Once the model is trained, the model use section is also enabled:

This section provides information on the training choices made (when an by whom, which can be helpful if you save the PCA artefact as a template and provide this to a colleague. Below the model summary is the section which defines the data to which you wish to Apply the model, and how you wish to handle missing values when projecting your data onto the PC's (that is calculating the component scores for each sample). By default we anticipate you would wish to apply the model to the training set sample set, but you can apply a model trained on a specific subset to a different subset should you choose.

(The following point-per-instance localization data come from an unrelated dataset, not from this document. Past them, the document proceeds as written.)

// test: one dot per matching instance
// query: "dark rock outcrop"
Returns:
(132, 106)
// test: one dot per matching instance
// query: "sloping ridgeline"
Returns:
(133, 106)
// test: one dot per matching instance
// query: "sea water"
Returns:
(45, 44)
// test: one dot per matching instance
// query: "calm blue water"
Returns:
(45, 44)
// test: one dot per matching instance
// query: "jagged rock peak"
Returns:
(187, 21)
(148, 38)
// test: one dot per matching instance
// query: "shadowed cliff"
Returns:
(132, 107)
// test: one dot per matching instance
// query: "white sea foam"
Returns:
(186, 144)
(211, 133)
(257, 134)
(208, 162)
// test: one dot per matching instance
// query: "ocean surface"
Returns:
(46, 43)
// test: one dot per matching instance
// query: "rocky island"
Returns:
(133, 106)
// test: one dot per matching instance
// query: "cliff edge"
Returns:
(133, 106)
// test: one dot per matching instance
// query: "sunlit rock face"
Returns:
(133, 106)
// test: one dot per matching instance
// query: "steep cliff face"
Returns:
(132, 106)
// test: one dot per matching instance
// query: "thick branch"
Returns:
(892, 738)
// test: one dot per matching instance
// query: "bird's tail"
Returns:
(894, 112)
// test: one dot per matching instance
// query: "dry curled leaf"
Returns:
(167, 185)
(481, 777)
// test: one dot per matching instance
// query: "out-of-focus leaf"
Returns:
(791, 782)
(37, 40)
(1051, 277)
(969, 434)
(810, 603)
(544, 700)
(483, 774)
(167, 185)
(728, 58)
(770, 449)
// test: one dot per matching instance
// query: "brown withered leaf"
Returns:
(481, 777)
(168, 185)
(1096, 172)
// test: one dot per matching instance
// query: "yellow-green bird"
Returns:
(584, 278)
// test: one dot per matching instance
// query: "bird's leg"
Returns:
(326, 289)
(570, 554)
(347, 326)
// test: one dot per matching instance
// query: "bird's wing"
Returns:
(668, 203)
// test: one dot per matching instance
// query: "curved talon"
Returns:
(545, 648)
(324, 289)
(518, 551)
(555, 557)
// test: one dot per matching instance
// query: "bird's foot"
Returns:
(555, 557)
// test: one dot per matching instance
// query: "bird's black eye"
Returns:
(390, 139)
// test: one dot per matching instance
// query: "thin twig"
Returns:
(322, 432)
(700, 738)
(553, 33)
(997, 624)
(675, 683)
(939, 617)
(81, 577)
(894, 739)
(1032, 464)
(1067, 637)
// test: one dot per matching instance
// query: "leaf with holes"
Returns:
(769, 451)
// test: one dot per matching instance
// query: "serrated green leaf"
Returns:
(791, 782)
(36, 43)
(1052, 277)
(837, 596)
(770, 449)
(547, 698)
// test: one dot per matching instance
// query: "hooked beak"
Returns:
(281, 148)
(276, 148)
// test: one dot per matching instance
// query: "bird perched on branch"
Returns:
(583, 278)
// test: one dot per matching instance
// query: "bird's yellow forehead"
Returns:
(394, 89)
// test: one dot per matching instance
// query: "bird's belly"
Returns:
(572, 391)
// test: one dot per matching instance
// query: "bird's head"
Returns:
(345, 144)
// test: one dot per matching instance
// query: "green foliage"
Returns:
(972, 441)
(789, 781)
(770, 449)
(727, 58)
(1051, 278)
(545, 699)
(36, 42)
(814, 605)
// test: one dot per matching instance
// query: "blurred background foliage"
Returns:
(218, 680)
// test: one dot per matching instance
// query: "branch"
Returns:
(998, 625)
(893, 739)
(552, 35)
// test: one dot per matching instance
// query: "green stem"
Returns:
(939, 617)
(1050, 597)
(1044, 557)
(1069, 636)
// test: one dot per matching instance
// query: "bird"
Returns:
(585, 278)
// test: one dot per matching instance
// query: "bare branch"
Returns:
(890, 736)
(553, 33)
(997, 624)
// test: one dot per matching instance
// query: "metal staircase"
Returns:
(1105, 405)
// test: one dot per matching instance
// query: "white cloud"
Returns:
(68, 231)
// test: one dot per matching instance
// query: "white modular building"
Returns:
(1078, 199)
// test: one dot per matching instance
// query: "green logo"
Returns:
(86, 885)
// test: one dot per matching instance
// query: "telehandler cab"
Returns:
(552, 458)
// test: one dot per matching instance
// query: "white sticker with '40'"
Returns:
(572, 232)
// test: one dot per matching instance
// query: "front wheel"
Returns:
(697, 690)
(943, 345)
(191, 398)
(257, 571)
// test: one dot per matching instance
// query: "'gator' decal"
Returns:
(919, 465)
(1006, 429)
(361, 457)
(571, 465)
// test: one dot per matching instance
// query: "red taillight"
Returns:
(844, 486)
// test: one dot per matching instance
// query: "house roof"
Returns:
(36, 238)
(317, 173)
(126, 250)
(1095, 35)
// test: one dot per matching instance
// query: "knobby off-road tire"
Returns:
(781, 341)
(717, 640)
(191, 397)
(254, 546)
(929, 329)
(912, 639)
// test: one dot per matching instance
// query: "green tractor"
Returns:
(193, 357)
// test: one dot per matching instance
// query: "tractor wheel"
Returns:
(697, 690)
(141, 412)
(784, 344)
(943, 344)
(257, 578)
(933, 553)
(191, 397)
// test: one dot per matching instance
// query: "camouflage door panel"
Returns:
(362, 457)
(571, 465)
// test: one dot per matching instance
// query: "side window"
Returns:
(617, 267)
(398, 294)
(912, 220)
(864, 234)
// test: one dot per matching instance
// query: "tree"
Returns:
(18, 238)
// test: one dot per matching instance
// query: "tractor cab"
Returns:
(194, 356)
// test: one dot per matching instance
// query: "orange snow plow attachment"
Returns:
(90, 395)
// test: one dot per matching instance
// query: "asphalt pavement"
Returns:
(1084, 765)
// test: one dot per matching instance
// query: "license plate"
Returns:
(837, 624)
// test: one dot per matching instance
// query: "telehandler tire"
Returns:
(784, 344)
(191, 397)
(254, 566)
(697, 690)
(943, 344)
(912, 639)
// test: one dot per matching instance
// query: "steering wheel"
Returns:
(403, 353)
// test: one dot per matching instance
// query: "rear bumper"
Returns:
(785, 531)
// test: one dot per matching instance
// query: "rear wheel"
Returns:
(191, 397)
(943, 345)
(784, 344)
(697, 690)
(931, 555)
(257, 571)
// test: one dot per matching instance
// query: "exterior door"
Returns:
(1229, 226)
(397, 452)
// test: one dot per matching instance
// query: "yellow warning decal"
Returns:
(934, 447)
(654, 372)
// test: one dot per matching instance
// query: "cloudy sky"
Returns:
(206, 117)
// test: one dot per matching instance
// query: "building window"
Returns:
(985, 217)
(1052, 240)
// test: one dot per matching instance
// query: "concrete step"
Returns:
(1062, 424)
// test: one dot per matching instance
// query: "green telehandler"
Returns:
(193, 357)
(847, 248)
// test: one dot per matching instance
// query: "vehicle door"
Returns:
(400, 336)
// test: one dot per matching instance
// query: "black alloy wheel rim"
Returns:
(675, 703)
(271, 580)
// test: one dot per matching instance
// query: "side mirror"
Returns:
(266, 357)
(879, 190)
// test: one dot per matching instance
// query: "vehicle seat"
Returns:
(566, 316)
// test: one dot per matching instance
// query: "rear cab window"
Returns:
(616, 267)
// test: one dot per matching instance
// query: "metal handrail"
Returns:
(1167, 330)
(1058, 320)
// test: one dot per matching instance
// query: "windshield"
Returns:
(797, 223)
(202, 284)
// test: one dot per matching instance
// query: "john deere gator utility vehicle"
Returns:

When applying the model it is possible to select a different treatment of missing values. In general we advise using the same choices for training and 'prediction', however there are situations where it makes sense to e.g. remove samples with missing values when training to minimise the influence of the strategy used to replace missing values, but accept that once the model was trained using all samples with complete information, it could be applied to all samples selecting to replace missing values (once the model is fixed, treatment of missing values will have less influence on the overall modelling outcome).

You must also select the number of principal components to create and populate ('predict'). The default is two, but the number should be guided by the scree plot and your understanding of the data. Since the PCA model will be a full artefact you can later change your mind and predict more, or fewer PCs. This will automatically create and calculate the component scores (PCs) which will be named Model_PCn.PCA on the Apply button is pressed (there will be a slight delay here as the project properties are created and the values calculated).

Using PCA results

Once the PCA model is applied, the projection onto the select PCs will be calculated. These are project properties which are dimensionless (Euc unit by default), and can easily be found in property selectors typing either the model name or simply e.g. 'PC1' into the property box of the Property selector. These properties can be used across the system in pages, graphs, palettes, maps, sample sets, statistics and as inputs to other models, for example cluster models. The PCs (scores) are calculated on demand only - this is true for all models - and will delete all other values in the target properties to ensure the results come from only one model.

At present (version 2.0) the scores are style as given (not calculated) values, as the values are not dynamically updated if input data changes (this is a change of behaviour from version 1.28). In future releases we might add a predicted value type.

Using the PCA artefact

PCA is a fully fledged artefact. This means you can have the PCA artefact open alongside graphs, maps etc. This means you can explore the effect of, for example different training options on the PCs, and any other artefacts using these will update for you. Don't forget to Train the model and then (if happy with the validation / diagnostics) Apply it.

If you have closed the PCA artefact you will need to Build training set before you can re-train the model. This will also be true if you want to re-train a model sent to you as an artefact. However you will be able to apply a trained model provided to you as an artefact to project your data onto the principal components determined by the model creator.

You can have multiple PCA artefacts in your project (you can Clone the models) so it is possible to compare different models trained on different subsets of data, or with different data pre-processing choices.

If you rename your PCA model, the project properties associated with it will also be renamed (although if applied to e.g. a graph, the axes labels will not automatically update).

When a PCA model is deleted the project properties to store the PCs (component scores) created by it are not automatically deleted - this would be done using Data -> Delete project property... menu if necessary.